Courtesy: Leslie Ponder

NASHVILLE, Tenn. (WKRN) – While Memorial Day is an opportunity to stop and remember those who died while serving our country, for one Franklin family, the day also marks the last time they saw their loved one.

Master Sgt. Tre Ponder died while trying to rescue fellow soldiers in the mountains of Afghanistan several years ago.
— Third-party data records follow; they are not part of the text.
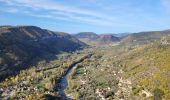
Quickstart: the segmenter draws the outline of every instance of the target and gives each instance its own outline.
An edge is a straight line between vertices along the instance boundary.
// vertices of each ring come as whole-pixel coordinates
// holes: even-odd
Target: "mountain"
[[[75,34],[77,38],[88,38],[90,40],[98,39],[100,36],[93,32],[80,32]]]
[[[115,36],[115,37],[123,37],[123,36],[126,36],[128,34],[131,34],[131,33],[117,33],[117,34],[113,34],[113,36]]]
[[[121,38],[121,41],[124,43],[148,43],[160,40],[164,36],[169,36],[170,30],[164,31],[150,31],[150,32],[139,32],[126,35]]]
[[[74,35],[80,41],[89,44],[89,45],[106,45],[110,43],[118,42],[120,39],[118,37],[113,36],[112,34],[101,34],[98,35],[93,32],[81,32]]]
[[[117,42],[120,39],[111,34],[104,34],[104,35],[100,35],[100,40],[103,42]]]
[[[26,69],[30,64],[56,58],[60,52],[71,52],[87,46],[75,37],[36,26],[0,27],[0,76]],[[8,75],[7,75],[8,76]]]

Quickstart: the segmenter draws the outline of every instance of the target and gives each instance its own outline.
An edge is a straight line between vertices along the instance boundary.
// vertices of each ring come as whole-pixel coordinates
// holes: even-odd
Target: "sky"
[[[68,33],[170,29],[170,0],[0,0],[0,25]]]

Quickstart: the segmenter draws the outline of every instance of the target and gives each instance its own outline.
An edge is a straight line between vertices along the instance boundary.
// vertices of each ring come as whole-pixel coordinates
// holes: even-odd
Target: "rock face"
[[[53,59],[60,52],[71,52],[85,46],[67,33],[36,26],[1,26],[0,76],[18,72],[41,60]]]

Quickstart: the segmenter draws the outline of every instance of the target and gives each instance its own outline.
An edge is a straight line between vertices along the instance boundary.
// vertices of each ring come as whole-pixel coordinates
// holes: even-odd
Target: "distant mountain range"
[[[89,45],[110,44],[113,42],[118,42],[120,40],[119,37],[115,37],[112,34],[98,35],[94,32],[81,32],[78,34],[74,34],[74,36]]]
[[[63,32],[36,26],[0,27],[0,77],[17,73],[30,64],[55,58],[60,52],[71,52],[87,46]]]
[[[41,60],[52,60],[60,52],[72,52],[88,45],[118,42],[145,44],[169,35],[170,30],[101,35],[81,32],[69,35],[36,26],[0,26],[0,76],[3,79]]]

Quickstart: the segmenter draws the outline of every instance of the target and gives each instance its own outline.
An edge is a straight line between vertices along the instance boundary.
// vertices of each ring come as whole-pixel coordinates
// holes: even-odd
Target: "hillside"
[[[87,38],[89,40],[95,40],[95,39],[98,39],[100,36],[93,32],[80,32],[80,33],[75,34],[75,37],[80,38],[80,39]]]
[[[73,36],[36,26],[0,27],[0,73],[17,73],[30,64],[49,61],[61,52],[71,52],[86,44]]]
[[[163,36],[169,36],[170,31],[150,31],[150,32],[139,32],[126,35],[121,38],[121,41],[124,43],[149,43],[154,42],[156,40],[160,40]]]
[[[80,41],[92,46],[109,45],[120,41],[118,37],[115,37],[112,34],[98,35],[93,32],[81,32],[75,34],[74,36],[77,37]]]

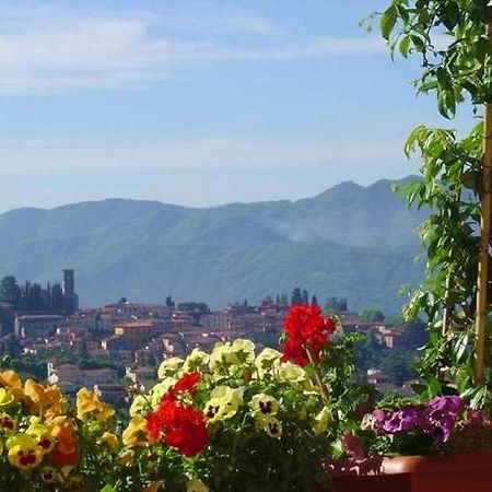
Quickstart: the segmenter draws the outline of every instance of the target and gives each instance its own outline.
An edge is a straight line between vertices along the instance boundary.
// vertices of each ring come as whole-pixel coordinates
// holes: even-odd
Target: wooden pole
[[[492,2],[487,5],[487,38],[492,45]],[[490,57],[487,58],[490,62]],[[483,380],[483,365],[485,355],[485,331],[488,321],[488,285],[489,285],[489,243],[491,222],[491,180],[492,180],[492,103],[491,94],[487,95],[483,120],[483,163],[481,179],[481,219],[480,219],[480,250],[477,282],[477,320],[473,380],[481,384]]]

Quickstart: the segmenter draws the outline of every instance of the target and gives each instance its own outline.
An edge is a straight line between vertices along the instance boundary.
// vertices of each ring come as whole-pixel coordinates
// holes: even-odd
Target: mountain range
[[[390,185],[207,209],[126,199],[15,209],[0,215],[0,277],[57,281],[73,268],[82,306],[171,294],[220,307],[300,286],[396,313],[399,286],[422,276],[413,257],[424,215]]]

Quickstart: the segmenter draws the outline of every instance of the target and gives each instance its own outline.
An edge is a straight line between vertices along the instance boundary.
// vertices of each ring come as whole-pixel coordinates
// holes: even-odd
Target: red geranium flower
[[[147,415],[147,426],[151,436],[161,436],[168,445],[176,447],[184,456],[201,453],[209,442],[204,414],[191,405],[176,399],[176,396],[197,390],[199,373],[186,374],[164,395],[155,412]]]
[[[283,320],[283,330],[282,361],[292,361],[304,367],[311,362],[307,351],[315,362],[319,362],[320,352],[335,331],[335,321],[325,318],[319,306],[292,305]]]

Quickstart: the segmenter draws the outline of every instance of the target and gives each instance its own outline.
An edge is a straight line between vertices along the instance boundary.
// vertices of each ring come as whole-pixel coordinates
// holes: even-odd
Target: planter
[[[333,492],[481,492],[492,490],[492,453],[328,461]]]

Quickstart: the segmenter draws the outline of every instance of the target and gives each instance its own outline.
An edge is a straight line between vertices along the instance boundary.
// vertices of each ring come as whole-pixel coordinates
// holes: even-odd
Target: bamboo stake
[[[487,38],[492,45],[492,2],[487,5]],[[490,58],[488,57],[490,62]],[[487,67],[485,67],[487,68]],[[490,94],[488,94],[490,98]],[[477,319],[473,380],[481,384],[485,355],[485,330],[488,320],[488,284],[489,284],[489,243],[491,222],[491,180],[492,180],[492,104],[487,101],[483,120],[483,163],[481,179],[481,219],[480,250],[477,282]]]

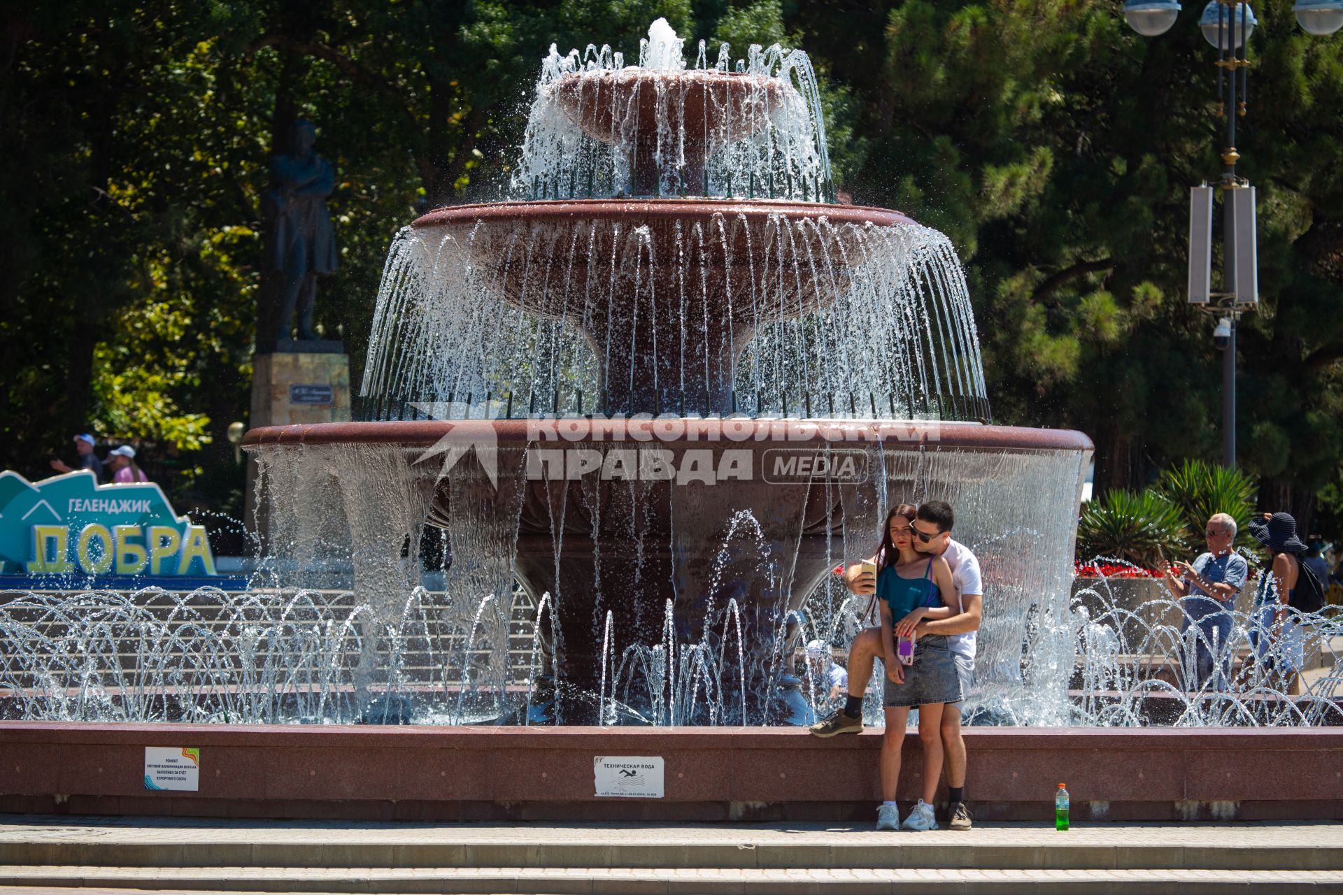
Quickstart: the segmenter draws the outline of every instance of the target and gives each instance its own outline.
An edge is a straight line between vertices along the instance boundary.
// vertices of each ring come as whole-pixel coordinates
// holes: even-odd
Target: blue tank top
[[[890,607],[890,620],[900,621],[919,607],[933,605],[937,585],[929,577],[932,560],[921,578],[901,578],[894,566],[886,566],[877,573],[877,597]]]

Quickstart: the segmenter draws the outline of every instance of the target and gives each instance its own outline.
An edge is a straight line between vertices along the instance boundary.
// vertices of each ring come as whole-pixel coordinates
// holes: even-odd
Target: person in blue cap
[[[51,460],[51,468],[56,472],[74,472],[75,470],[93,470],[93,478],[102,480],[102,460],[98,455],[93,452],[93,436],[87,433],[77,435],[75,454],[79,455],[79,466],[66,466],[63,460],[55,458]]]

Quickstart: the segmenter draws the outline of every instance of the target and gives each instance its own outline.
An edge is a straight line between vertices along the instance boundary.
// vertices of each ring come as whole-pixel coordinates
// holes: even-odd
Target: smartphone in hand
[[[915,664],[915,639],[913,637],[896,637],[896,659],[900,660],[902,666]]]

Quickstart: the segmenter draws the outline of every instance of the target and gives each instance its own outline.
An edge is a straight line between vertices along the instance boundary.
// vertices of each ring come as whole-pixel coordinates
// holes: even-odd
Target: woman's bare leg
[[[932,804],[941,782],[941,711],[944,703],[919,706],[919,742],[924,750],[923,800]]]
[[[886,733],[881,737],[881,797],[896,801],[900,785],[900,749],[905,743],[905,725],[909,723],[909,707],[886,708]],[[939,765],[939,773],[940,773]]]

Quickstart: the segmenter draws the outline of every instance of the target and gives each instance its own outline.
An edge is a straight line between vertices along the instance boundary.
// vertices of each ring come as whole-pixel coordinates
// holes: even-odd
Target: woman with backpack
[[[1272,561],[1260,576],[1254,594],[1249,632],[1254,659],[1277,688],[1296,695],[1301,692],[1299,672],[1305,664],[1305,631],[1300,616],[1319,612],[1323,592],[1297,558],[1307,546],[1296,537],[1296,519],[1289,513],[1265,513],[1250,521],[1249,531],[1268,547]]]

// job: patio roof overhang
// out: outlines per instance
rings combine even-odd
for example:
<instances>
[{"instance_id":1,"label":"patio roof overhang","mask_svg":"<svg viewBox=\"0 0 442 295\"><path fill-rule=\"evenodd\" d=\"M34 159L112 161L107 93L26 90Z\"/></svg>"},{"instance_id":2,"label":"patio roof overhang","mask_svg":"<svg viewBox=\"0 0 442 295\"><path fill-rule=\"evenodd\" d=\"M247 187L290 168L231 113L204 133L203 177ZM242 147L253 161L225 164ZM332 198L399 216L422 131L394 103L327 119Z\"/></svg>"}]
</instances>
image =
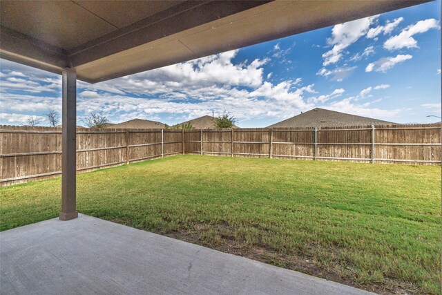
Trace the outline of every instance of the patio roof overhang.
<instances>
[{"instance_id":1,"label":"patio roof overhang","mask_svg":"<svg viewBox=\"0 0 442 295\"><path fill-rule=\"evenodd\" d=\"M62 74L61 212L76 210L77 79L96 83L428 0L0 0L0 58Z\"/></svg>"},{"instance_id":2,"label":"patio roof overhang","mask_svg":"<svg viewBox=\"0 0 442 295\"><path fill-rule=\"evenodd\" d=\"M426 1L1 0L0 57L96 83Z\"/></svg>"}]
</instances>

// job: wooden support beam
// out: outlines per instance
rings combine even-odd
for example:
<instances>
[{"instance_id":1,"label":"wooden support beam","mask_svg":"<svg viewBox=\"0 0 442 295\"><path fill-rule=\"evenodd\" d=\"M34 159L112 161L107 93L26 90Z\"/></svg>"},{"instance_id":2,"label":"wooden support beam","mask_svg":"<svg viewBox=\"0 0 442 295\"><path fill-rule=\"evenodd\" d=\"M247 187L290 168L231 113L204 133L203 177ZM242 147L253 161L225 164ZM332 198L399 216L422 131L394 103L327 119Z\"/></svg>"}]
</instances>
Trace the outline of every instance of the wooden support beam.
<instances>
[{"instance_id":1,"label":"wooden support beam","mask_svg":"<svg viewBox=\"0 0 442 295\"><path fill-rule=\"evenodd\" d=\"M62 73L61 212L62 220L78 217L76 175L77 73L65 68Z\"/></svg>"}]
</instances>

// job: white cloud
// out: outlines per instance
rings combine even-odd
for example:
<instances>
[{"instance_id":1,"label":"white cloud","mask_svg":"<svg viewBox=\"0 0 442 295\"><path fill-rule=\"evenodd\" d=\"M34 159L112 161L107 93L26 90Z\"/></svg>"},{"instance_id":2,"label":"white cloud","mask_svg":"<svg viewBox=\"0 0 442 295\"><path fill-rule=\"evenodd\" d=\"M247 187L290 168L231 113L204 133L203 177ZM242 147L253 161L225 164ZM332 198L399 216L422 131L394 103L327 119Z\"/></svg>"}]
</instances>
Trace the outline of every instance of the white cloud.
<instances>
[{"instance_id":1,"label":"white cloud","mask_svg":"<svg viewBox=\"0 0 442 295\"><path fill-rule=\"evenodd\" d=\"M308 99L308 102L311 104L318 104L318 103L323 104L327 101L342 96L342 95L345 92L345 90L344 88L335 89L330 94L320 95L317 97L310 97Z\"/></svg>"},{"instance_id":2,"label":"white cloud","mask_svg":"<svg viewBox=\"0 0 442 295\"><path fill-rule=\"evenodd\" d=\"M334 70L327 70L325 68L323 68L316 75L324 77L329 77L332 81L338 81L341 82L345 78L347 77L350 75L352 72L356 68L356 66L351 66L351 67L343 67L343 68L336 68Z\"/></svg>"},{"instance_id":3,"label":"white cloud","mask_svg":"<svg viewBox=\"0 0 442 295\"><path fill-rule=\"evenodd\" d=\"M374 89L376 89L376 90L387 89L387 88L390 88L390 85L389 84L381 84L381 85L378 85L377 86L374 86Z\"/></svg>"},{"instance_id":4,"label":"white cloud","mask_svg":"<svg viewBox=\"0 0 442 295\"><path fill-rule=\"evenodd\" d=\"M365 72L382 72L385 73L394 67L396 64L400 64L406 60L411 59L412 55L398 55L395 57L383 57L377 61L369 64L365 68Z\"/></svg>"},{"instance_id":5,"label":"white cloud","mask_svg":"<svg viewBox=\"0 0 442 295\"><path fill-rule=\"evenodd\" d=\"M385 26L378 26L377 27L372 28L367 32L367 37L372 39L381 33L383 33L383 35L390 34L402 21L403 21L403 17L398 17L393 21L387 21Z\"/></svg>"},{"instance_id":6,"label":"white cloud","mask_svg":"<svg viewBox=\"0 0 442 295\"><path fill-rule=\"evenodd\" d=\"M46 117L43 117L43 116L32 116L32 115L25 115L25 114L0 113L0 120L2 121L10 122L10 123L12 123L12 122L20 122L22 124L28 123L28 120L31 117L34 117L35 118L38 119L40 121L44 121L46 119Z\"/></svg>"},{"instance_id":7,"label":"white cloud","mask_svg":"<svg viewBox=\"0 0 442 295\"><path fill-rule=\"evenodd\" d=\"M417 48L417 41L413 36L428 31L430 29L438 28L439 21L434 19L427 19L419 21L414 25L405 28L399 35L393 36L384 43L384 48L392 50L403 48Z\"/></svg>"},{"instance_id":8,"label":"white cloud","mask_svg":"<svg viewBox=\"0 0 442 295\"><path fill-rule=\"evenodd\" d=\"M95 91L83 91L80 93L80 95L86 97L98 97L98 93L97 93Z\"/></svg>"},{"instance_id":9,"label":"white cloud","mask_svg":"<svg viewBox=\"0 0 442 295\"><path fill-rule=\"evenodd\" d=\"M373 95L371 95L371 93L373 90L385 89L388 87L390 87L388 84L381 84L374 87L367 87L361 91L358 95L334 102L327 105L325 108L374 118L392 118L396 117L402 111L405 111L405 108L386 110L373 107L374 104L381 100L380 99L364 103L358 102L361 99L372 97Z\"/></svg>"},{"instance_id":10,"label":"white cloud","mask_svg":"<svg viewBox=\"0 0 442 295\"><path fill-rule=\"evenodd\" d=\"M370 24L378 16L365 17L347 23L335 25L332 29L332 38L327 40L333 48L323 55L323 66L338 62L343 56L343 51L365 35Z\"/></svg>"},{"instance_id":11,"label":"white cloud","mask_svg":"<svg viewBox=\"0 0 442 295\"><path fill-rule=\"evenodd\" d=\"M360 54L359 53L356 53L356 55L353 55L352 58L350 58L350 60L352 61L357 61L361 60L363 57L367 57L374 54L374 46L368 46L367 48L364 49L364 51L362 53L362 54Z\"/></svg>"},{"instance_id":12,"label":"white cloud","mask_svg":"<svg viewBox=\"0 0 442 295\"><path fill-rule=\"evenodd\" d=\"M439 108L441 109L441 108L442 108L442 104L439 103L439 104L423 104L421 105L421 106L423 106L424 108Z\"/></svg>"}]
</instances>

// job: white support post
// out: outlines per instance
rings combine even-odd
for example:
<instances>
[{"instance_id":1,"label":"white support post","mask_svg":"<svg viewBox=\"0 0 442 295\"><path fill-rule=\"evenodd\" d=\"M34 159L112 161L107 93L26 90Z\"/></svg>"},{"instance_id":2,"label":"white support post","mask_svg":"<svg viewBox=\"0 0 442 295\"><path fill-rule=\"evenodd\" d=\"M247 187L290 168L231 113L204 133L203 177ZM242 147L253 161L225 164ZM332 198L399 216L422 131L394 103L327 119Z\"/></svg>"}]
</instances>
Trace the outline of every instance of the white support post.
<instances>
[{"instance_id":1,"label":"white support post","mask_svg":"<svg viewBox=\"0 0 442 295\"><path fill-rule=\"evenodd\" d=\"M184 143L184 128L182 131L181 139L182 140L182 154L184 155L186 151L186 144Z\"/></svg>"},{"instance_id":2,"label":"white support post","mask_svg":"<svg viewBox=\"0 0 442 295\"><path fill-rule=\"evenodd\" d=\"M315 127L315 161L318 157L318 129Z\"/></svg>"},{"instance_id":3,"label":"white support post","mask_svg":"<svg viewBox=\"0 0 442 295\"><path fill-rule=\"evenodd\" d=\"M202 155L202 129L201 129L201 155Z\"/></svg>"},{"instance_id":4,"label":"white support post","mask_svg":"<svg viewBox=\"0 0 442 295\"><path fill-rule=\"evenodd\" d=\"M372 125L372 164L374 163L374 125Z\"/></svg>"},{"instance_id":5,"label":"white support post","mask_svg":"<svg viewBox=\"0 0 442 295\"><path fill-rule=\"evenodd\" d=\"M233 142L233 129L232 128L232 146L231 147L231 151L232 151L232 157L233 157L233 153L235 152L235 151L233 150L233 144L234 144L234 142Z\"/></svg>"},{"instance_id":6,"label":"white support post","mask_svg":"<svg viewBox=\"0 0 442 295\"><path fill-rule=\"evenodd\" d=\"M131 162L129 158L129 129L126 129L126 164L128 165Z\"/></svg>"},{"instance_id":7,"label":"white support post","mask_svg":"<svg viewBox=\"0 0 442 295\"><path fill-rule=\"evenodd\" d=\"M272 130L270 130L269 131L269 142L270 143L269 146L269 158L271 159L273 158L273 155L272 155L272 153L271 153L271 149L273 147L273 142L273 142L273 140L272 140L273 135L273 131Z\"/></svg>"},{"instance_id":8,"label":"white support post","mask_svg":"<svg viewBox=\"0 0 442 295\"><path fill-rule=\"evenodd\" d=\"M61 212L59 218L78 217L77 206L77 73L62 71L61 82Z\"/></svg>"},{"instance_id":9,"label":"white support post","mask_svg":"<svg viewBox=\"0 0 442 295\"><path fill-rule=\"evenodd\" d=\"M161 158L164 157L164 131L161 129Z\"/></svg>"}]
</instances>

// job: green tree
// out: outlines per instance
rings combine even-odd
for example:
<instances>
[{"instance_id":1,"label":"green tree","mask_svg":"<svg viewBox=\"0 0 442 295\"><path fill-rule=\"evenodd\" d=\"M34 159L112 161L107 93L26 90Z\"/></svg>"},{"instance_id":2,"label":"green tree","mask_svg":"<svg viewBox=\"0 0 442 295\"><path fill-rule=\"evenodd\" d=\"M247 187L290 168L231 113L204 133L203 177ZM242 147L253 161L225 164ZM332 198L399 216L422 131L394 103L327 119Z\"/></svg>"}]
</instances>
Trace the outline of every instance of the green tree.
<instances>
[{"instance_id":1,"label":"green tree","mask_svg":"<svg viewBox=\"0 0 442 295\"><path fill-rule=\"evenodd\" d=\"M233 115L228 113L223 113L222 115L216 117L215 126L220 129L223 128L232 128L235 126L236 122L236 119Z\"/></svg>"}]
</instances>

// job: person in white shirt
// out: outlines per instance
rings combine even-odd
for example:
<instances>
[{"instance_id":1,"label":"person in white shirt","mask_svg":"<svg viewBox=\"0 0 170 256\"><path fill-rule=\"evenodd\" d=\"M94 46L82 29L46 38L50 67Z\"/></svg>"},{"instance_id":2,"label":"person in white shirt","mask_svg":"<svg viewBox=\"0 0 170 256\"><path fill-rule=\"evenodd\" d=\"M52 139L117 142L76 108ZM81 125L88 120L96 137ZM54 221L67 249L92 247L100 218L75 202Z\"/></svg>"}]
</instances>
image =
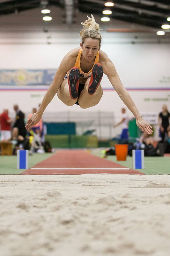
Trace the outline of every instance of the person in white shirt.
<instances>
[{"instance_id":1,"label":"person in white shirt","mask_svg":"<svg viewBox=\"0 0 170 256\"><path fill-rule=\"evenodd\" d=\"M126 109L122 108L121 109L122 113L122 119L121 121L114 125L114 127L115 128L119 125L121 125L122 128L122 132L120 139L125 139L128 140L128 118L127 114L126 113Z\"/></svg>"}]
</instances>

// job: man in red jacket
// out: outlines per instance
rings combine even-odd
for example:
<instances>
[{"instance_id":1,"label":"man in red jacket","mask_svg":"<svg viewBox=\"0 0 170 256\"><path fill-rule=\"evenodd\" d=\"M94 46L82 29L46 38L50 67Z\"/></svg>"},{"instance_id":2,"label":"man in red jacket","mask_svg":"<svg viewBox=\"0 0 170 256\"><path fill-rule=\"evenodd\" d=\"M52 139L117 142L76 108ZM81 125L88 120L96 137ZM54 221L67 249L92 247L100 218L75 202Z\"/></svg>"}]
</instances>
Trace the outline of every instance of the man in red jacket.
<instances>
[{"instance_id":1,"label":"man in red jacket","mask_svg":"<svg viewBox=\"0 0 170 256\"><path fill-rule=\"evenodd\" d=\"M7 140L11 137L11 123L12 120L8 116L8 110L5 108L0 115L1 141Z\"/></svg>"}]
</instances>

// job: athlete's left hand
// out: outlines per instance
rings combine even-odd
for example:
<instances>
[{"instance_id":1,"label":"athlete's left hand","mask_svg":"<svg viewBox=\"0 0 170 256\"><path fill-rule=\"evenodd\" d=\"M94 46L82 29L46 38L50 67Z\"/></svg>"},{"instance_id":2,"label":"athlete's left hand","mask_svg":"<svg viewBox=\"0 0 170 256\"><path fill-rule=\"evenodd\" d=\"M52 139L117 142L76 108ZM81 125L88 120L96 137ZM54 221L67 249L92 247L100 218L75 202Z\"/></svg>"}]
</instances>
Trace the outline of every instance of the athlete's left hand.
<instances>
[{"instance_id":1,"label":"athlete's left hand","mask_svg":"<svg viewBox=\"0 0 170 256\"><path fill-rule=\"evenodd\" d=\"M144 131L149 135L153 132L152 126L142 116L138 119L137 119L136 124L142 132Z\"/></svg>"}]
</instances>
He was one of 16 servicemen who died when a helicopter was shot down during a mission to rescue Navy SEALS.

His wife Leslie told News 2 Memorial Day 2005 was the last time they were together as a family.

“We spent a whole weekend on the beach at Tybee Island and just spent family time; took him to the air field that morning, it was actually Memorial Day morning, and he deployed and less than a month later he was killed,” she recalled.

She and Tre were high school sweethearts.

Courtesy: Leslie Ponder

“It’s precious memories, that’s what I just, I thank God for that time,” Leslie said.

The two married in 1994 and later brought two little girls into their world.

“Daddy was always gone, so it just felt like daddy was always gone,” she said.

Ponder was a Special Forces soldier with the 160th Night Stalkers based at Fort Campbell.

“His job was in the 160th. He was in charge of safety and standards,” said Leslie.

Ponder and 16 other servicemen died when their chinook helicopter was shot down. They had volunteered to attempt a daylight rescue mission for trapped Navy SEALS.

“They went to what they thought was a safe landing zone, it was actually a Taliban hideout and the Taliban came out shot out an AROG into Tre’s helicopter, brought the helicopter down and all 16 on board were killed. There were eight Night Stalkers and eight Navy SEALS,” Leslie explained.

As tragic as the incident is, Leslie says she looks towards God to get the family through.

Courtesy: Leslie Ponder

“As crazy as this is going to sound, even if we had the power to bring him back, we wouldn’t, because he has seen the face of God and we know where he is and we know one day we are going to be reunited and we take comfort in that,” she said.

Today a wooden cross made from a tree that was part of the Taliban hideout where Ponder died hangs in his family’s home.

“I was not going to let evil win and that was part of the evil that the Taliban wanted and I turned it into something beautiful, because overall God is going to triumph and he is going to win.”

Leslie said her family takes time to reflect on Memorial Day and thanks all of those who have sacrificed so much for us.

“People say that they will never be forgotten and this means the world to me that he’s not forgotten and we are not forgotten, because there are times that you do, you feel alone you feel. You just feel alone so the fact that almost 12 years later he’s remembered does mean something, so thank you.”

The book and movie, “Lone Survivor ” are based on Sgt. Ponder’s last mission.